Nobody circles the wagons like the Buffalo Bills, but according to one court settlement, nobody sends text message alerts quite like them either.

The Bills have settled for up to $3 million in a class action lawsuit that claimed the team sent more text message alerts than its terms of service allowed. The suit claimed that the text messages were violations of the Telephone Consumer Protection Act.

The original suit was brought by Bills fan Jerry Wojcik, who signed up for the text message alerts in 2012. The team’s terms of text service said that the team would not send more than five text messages a week, but according to the lawsuit, Wojcik received 13 texts over the span of two weeks.

Because of the small difference between the terms and the actual number of texts, many panned the lawsuit as frivolous. But U.S. District Judge Steven D. Merryday disagreed, allowing the suit to proceed as a class action.
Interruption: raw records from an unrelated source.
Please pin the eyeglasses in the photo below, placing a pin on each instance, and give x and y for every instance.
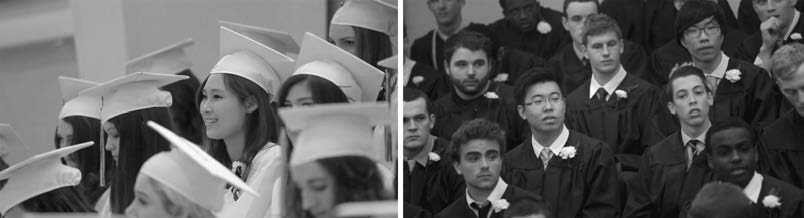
(695, 33)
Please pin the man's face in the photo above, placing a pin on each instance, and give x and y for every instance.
(480, 163)
(734, 156)
(575, 17)
(544, 107)
(604, 51)
(781, 9)
(417, 124)
(703, 40)
(793, 89)
(445, 11)
(691, 101)
(469, 70)
(521, 13)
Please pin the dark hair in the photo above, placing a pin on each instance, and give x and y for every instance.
(138, 142)
(372, 46)
(528, 205)
(61, 200)
(684, 71)
(566, 3)
(357, 178)
(187, 120)
(729, 123)
(475, 129)
(412, 94)
(532, 77)
(474, 41)
(262, 125)
(695, 11)
(87, 129)
(597, 24)
(322, 90)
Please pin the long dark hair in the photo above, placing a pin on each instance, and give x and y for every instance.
(187, 121)
(60, 200)
(138, 142)
(262, 125)
(87, 129)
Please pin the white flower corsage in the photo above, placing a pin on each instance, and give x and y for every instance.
(499, 205)
(544, 27)
(434, 157)
(501, 77)
(795, 36)
(771, 201)
(491, 95)
(733, 75)
(567, 152)
(417, 79)
(621, 94)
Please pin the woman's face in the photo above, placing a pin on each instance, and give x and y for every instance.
(112, 139)
(344, 37)
(224, 114)
(146, 203)
(317, 189)
(65, 132)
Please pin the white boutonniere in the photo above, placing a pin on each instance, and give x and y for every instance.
(491, 95)
(501, 77)
(733, 75)
(544, 27)
(621, 94)
(417, 80)
(567, 152)
(499, 205)
(434, 157)
(795, 36)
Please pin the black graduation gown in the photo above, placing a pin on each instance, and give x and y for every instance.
(749, 48)
(451, 111)
(663, 59)
(437, 186)
(782, 149)
(664, 184)
(574, 71)
(620, 123)
(459, 208)
(432, 83)
(583, 186)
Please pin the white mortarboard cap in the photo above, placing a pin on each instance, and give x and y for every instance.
(75, 104)
(333, 130)
(132, 92)
(37, 175)
(191, 172)
(359, 80)
(250, 58)
(370, 14)
(12, 150)
(168, 60)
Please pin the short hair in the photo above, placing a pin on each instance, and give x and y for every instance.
(474, 41)
(597, 24)
(684, 71)
(730, 123)
(528, 205)
(475, 129)
(787, 60)
(412, 94)
(567, 2)
(532, 77)
(695, 11)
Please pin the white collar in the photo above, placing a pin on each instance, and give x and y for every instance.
(559, 143)
(752, 189)
(610, 86)
(495, 194)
The Bills and Wojcik settled shortly after with the help of a court-approved mediator.

“The Buffalo Bills have reached a settlement in this matter which we believe is in the best interest of our organization and our fans. The purpose of the Bills’ voluntary, opt-in text messaging program was to provide our fans with information they requested about the team. The organization maintains that our text messaging program was in compliance with the law,” a team spokesman told The Buffalo News on April 21. The spokesman also said the team has instituted safeguards to ensure that this type of error does not happen again.
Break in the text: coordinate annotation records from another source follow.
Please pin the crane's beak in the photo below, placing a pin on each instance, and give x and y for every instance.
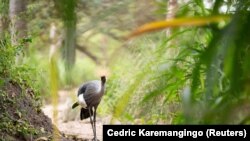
(75, 105)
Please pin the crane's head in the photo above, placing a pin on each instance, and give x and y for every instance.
(103, 79)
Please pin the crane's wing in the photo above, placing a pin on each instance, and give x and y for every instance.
(85, 113)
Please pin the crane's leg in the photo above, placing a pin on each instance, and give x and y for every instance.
(91, 121)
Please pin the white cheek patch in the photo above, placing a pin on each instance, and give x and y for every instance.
(82, 101)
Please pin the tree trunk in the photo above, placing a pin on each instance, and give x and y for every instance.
(66, 11)
(18, 28)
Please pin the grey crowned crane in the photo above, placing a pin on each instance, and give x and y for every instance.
(89, 97)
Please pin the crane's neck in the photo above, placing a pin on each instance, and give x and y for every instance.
(103, 81)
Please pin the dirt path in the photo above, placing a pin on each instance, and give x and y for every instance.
(68, 121)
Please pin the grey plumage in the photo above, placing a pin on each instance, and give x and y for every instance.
(89, 97)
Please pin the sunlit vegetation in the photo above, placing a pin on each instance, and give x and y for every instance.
(166, 62)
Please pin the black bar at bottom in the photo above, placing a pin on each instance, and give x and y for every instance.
(175, 132)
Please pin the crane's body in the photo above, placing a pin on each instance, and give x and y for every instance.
(89, 96)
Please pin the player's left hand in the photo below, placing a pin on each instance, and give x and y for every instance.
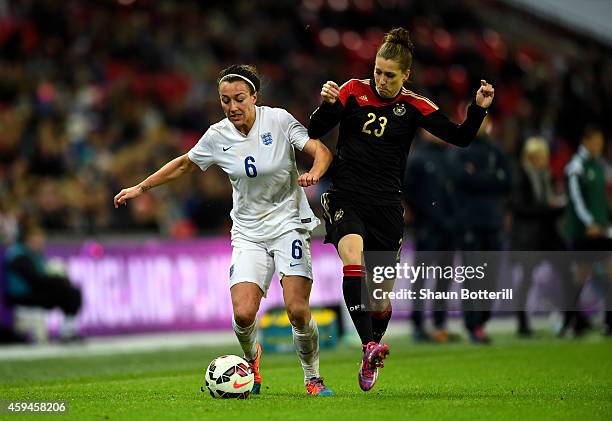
(307, 179)
(485, 94)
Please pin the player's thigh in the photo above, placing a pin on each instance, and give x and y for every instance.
(250, 275)
(292, 255)
(293, 261)
(345, 227)
(350, 249)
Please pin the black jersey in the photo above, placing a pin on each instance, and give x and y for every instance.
(375, 137)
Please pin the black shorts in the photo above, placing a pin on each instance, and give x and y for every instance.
(381, 227)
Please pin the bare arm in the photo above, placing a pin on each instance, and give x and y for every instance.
(172, 170)
(322, 160)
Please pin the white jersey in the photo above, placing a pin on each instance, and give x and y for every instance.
(267, 200)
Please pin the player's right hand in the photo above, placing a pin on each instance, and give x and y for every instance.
(330, 92)
(126, 194)
(594, 231)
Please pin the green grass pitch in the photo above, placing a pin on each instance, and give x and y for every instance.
(512, 379)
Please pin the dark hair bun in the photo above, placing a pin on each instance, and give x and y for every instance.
(399, 36)
(244, 70)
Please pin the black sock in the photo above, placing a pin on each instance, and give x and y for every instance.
(380, 321)
(352, 284)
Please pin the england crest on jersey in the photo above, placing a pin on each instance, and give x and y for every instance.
(266, 138)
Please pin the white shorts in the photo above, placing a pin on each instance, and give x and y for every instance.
(256, 262)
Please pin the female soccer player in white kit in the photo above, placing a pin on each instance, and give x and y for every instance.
(271, 217)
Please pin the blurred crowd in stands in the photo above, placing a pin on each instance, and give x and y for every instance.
(96, 95)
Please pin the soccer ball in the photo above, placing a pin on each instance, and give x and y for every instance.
(228, 377)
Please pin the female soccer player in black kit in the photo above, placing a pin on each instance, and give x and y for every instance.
(378, 119)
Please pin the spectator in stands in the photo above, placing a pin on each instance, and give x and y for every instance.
(482, 178)
(29, 283)
(586, 223)
(535, 236)
(429, 192)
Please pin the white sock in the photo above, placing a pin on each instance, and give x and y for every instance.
(306, 341)
(247, 336)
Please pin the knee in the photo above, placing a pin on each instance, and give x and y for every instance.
(244, 315)
(351, 255)
(299, 314)
(350, 249)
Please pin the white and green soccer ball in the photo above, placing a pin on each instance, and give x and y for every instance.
(228, 377)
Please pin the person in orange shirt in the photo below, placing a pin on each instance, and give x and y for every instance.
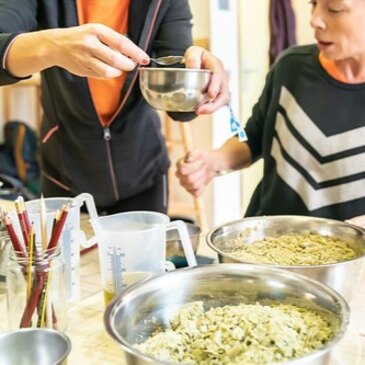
(98, 134)
(308, 126)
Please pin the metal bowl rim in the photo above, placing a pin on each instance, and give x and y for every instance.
(227, 224)
(338, 299)
(171, 69)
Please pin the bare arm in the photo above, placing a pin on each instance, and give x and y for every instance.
(91, 50)
(198, 168)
Interestingly enough, the class will receive payment, but not the cash payment that typically accompanies class action suits. Instead, the team will issue debit cards worth $57.50, $65 or $75 to the class of 39,750 phone numbers. Those debit cards will be redeemable at the Bills’ stadium store or online at the team’s website, but they will not be redeemable for cash. The team filed a motion along with the settlement that this constitutes an appropriate form of settlement since the class consists of solely Bills fans.


For more on the Telephone Consumer Protection Act in legal news, check out these articles:

Courts narrowly interpreting an automated telephone dialing system under TCPA

Telephone Consumer Protection Act attracting more litigation

New robocall regulations likely to spark deluge of litigation

7th Circuit says lawyer is liable for faxing “mundane advice”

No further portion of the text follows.